広報しまんとコラム 「人が人らしく」  平成27年11月号 

★人権さまざま★ 127

   日本開催予定の国際オリンピック・パラリンピックのエンブレム(象徴的文様)が問題となり、新しいデザインが現在考慮中とのことです。問題を、未然に防いだのはよかったのかなと、門外漢ながら私も、すこし安心したことでした。

 デザインや絵画などには全く才能のない私ですが、気になっていることがひとつあります。

 それは色彩のことです。最近は印刷技術の著しい進歩により、身の周りには鮮やかな彩が溢れる世の中になりました。

 華やかで、明るくて、まさに平和の象徴ともいうべきでしょうか。しかしながらそんな中に色彩を明確に理解できない人たちがいるとしたら、この華やかさも喜びが半減されるのではないかと心配するからです。

  「色盲」とよばれてきた人たちがいます。聞くところによると、色彩弱者とか、色彩障害という熟語では、この人たちを理解したことにはならないそうです。私自身も「盲」という漢字の印象から差別語ではないかと疑ったことがありました。「文盲」という言葉は人格を傷つけると聞かされていたからです。

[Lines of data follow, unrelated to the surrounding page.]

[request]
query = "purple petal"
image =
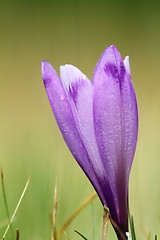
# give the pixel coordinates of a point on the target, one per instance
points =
(66, 97)
(116, 125)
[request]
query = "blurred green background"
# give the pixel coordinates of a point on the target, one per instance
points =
(31, 145)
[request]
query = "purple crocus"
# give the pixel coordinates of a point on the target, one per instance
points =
(99, 122)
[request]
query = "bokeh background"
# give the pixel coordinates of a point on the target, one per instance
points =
(31, 145)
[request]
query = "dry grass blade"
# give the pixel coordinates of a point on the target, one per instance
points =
(74, 214)
(15, 211)
(66, 235)
(5, 200)
(55, 205)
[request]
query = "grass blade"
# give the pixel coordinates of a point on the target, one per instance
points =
(15, 211)
(74, 214)
(80, 234)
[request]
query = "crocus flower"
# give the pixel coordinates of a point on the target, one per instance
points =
(99, 122)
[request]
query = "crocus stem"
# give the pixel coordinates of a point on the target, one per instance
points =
(74, 214)
(105, 223)
(120, 234)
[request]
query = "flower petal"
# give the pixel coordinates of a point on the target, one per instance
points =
(116, 124)
(62, 106)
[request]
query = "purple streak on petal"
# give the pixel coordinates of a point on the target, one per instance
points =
(116, 124)
(62, 109)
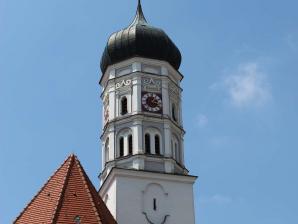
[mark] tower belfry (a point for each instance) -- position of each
(144, 178)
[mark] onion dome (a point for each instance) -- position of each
(140, 39)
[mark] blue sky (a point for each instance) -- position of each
(240, 98)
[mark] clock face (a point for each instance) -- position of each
(152, 102)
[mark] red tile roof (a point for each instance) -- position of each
(67, 195)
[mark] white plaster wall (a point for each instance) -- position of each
(131, 199)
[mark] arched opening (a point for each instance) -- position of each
(177, 152)
(157, 144)
(121, 147)
(172, 150)
(130, 145)
(147, 143)
(174, 116)
(124, 106)
(107, 150)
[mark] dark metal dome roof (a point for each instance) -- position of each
(140, 39)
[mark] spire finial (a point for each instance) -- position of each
(139, 18)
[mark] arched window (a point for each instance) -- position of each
(147, 143)
(107, 150)
(157, 144)
(121, 147)
(124, 106)
(130, 145)
(77, 220)
(172, 150)
(177, 152)
(174, 112)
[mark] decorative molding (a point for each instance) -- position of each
(151, 84)
(163, 222)
(174, 91)
(123, 83)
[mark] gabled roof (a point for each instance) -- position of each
(67, 197)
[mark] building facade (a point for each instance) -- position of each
(144, 178)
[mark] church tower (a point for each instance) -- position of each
(144, 178)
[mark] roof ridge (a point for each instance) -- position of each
(87, 187)
(64, 185)
(96, 199)
(43, 187)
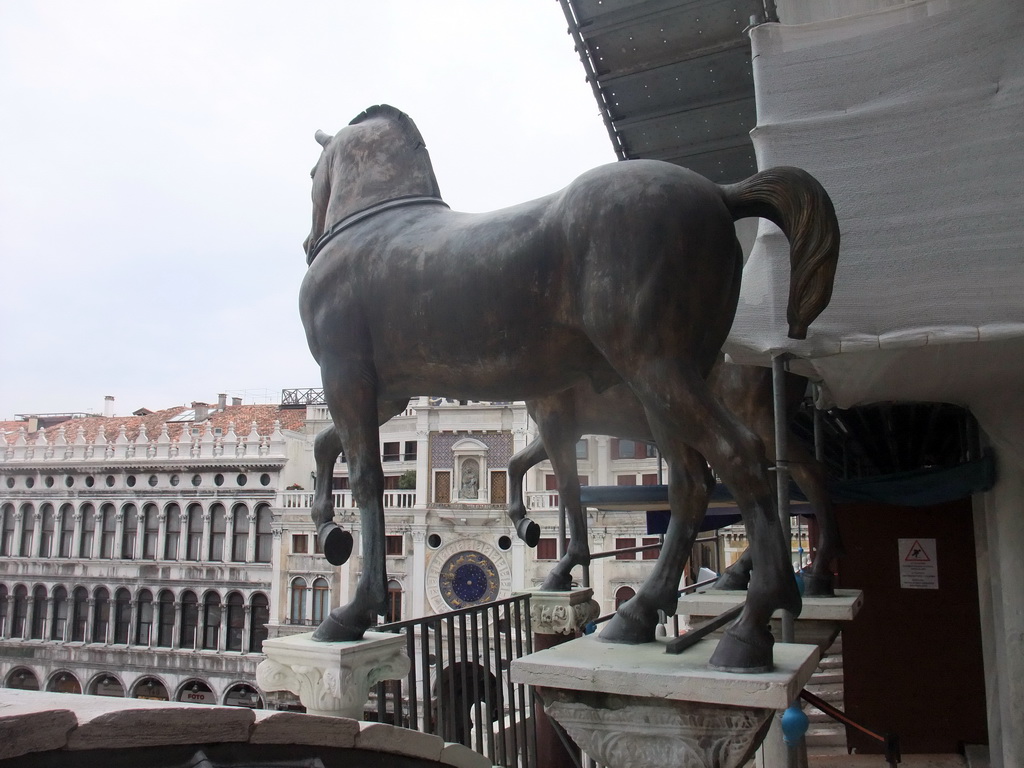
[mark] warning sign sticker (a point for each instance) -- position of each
(918, 564)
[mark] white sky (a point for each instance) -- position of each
(155, 172)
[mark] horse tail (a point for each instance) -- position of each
(797, 203)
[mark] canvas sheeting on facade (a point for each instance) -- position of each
(912, 118)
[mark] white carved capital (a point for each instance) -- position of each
(332, 679)
(561, 612)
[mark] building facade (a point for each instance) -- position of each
(150, 555)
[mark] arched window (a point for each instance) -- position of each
(59, 613)
(109, 528)
(88, 530)
(211, 621)
(28, 529)
(623, 594)
(218, 529)
(165, 620)
(4, 628)
(7, 530)
(297, 607)
(172, 531)
(322, 597)
(260, 616)
(47, 531)
(23, 679)
(79, 613)
(195, 541)
(38, 612)
(100, 614)
(143, 617)
(129, 531)
(236, 622)
(122, 616)
(393, 610)
(20, 617)
(240, 534)
(67, 530)
(151, 530)
(264, 538)
(189, 620)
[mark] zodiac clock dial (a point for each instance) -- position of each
(467, 579)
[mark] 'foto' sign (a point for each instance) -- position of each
(919, 568)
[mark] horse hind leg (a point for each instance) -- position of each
(556, 421)
(681, 410)
(354, 410)
(529, 457)
(336, 543)
(689, 489)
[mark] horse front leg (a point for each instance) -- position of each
(336, 543)
(689, 489)
(529, 457)
(353, 406)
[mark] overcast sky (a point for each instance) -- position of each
(155, 172)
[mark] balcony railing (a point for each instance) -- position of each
(343, 500)
(459, 686)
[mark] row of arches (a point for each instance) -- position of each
(151, 687)
(309, 601)
(145, 530)
(145, 619)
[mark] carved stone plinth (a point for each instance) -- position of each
(616, 730)
(636, 706)
(332, 679)
(561, 612)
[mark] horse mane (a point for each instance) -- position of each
(393, 114)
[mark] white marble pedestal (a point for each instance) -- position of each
(332, 679)
(636, 706)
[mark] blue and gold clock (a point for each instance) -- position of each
(468, 579)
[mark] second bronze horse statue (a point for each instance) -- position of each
(630, 273)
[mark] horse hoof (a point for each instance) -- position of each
(333, 631)
(817, 585)
(628, 630)
(336, 543)
(729, 581)
(528, 531)
(749, 652)
(557, 583)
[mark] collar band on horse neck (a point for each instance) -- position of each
(354, 218)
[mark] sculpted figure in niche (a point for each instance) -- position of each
(470, 479)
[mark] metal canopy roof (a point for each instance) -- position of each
(673, 78)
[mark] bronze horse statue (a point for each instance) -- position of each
(747, 392)
(630, 273)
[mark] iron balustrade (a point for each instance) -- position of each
(459, 686)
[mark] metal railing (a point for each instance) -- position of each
(343, 500)
(459, 686)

 ところが色盲には今のところ適当な言い方が見当たらないといわれます。

 私たちの経験する色は全て、赤、青、緑の3色から成り立っていますが、この人たちはそのうちの一つの感覚が弱かったり、無いことによって、異なる色彩感覚があり、日本では男性の5%、女性の0.2%の人々に、その特性があるとの統計があります。(外国はもっと多い国もあります)。このような特性の人は一部の色が区別しづらいだけで、日常生活への影響は限られているにもかかわらず、曽ては、多くの職場や教育機関から、門戸を閉ざされてきました。

 一九九三年以降、全ての国立大学から入学制限が撤廃され、教員採用制限も外されました。

 弱者でも障害でもなく、多くは遺伝によって受け継いだものであり、いわば血液型のように生涯その特性は消えないもの、その人の掛け替えのない個性と言っていいものなのです。そんな人の存在に、ちょっとだけ心を配り、やたらに色彩を複雑化した文書や配布物は考慮すべきではないかと考えます。大会のエンブレムも、広告も、みんなが心から楽しめる色彩の図案になればうれしいですね。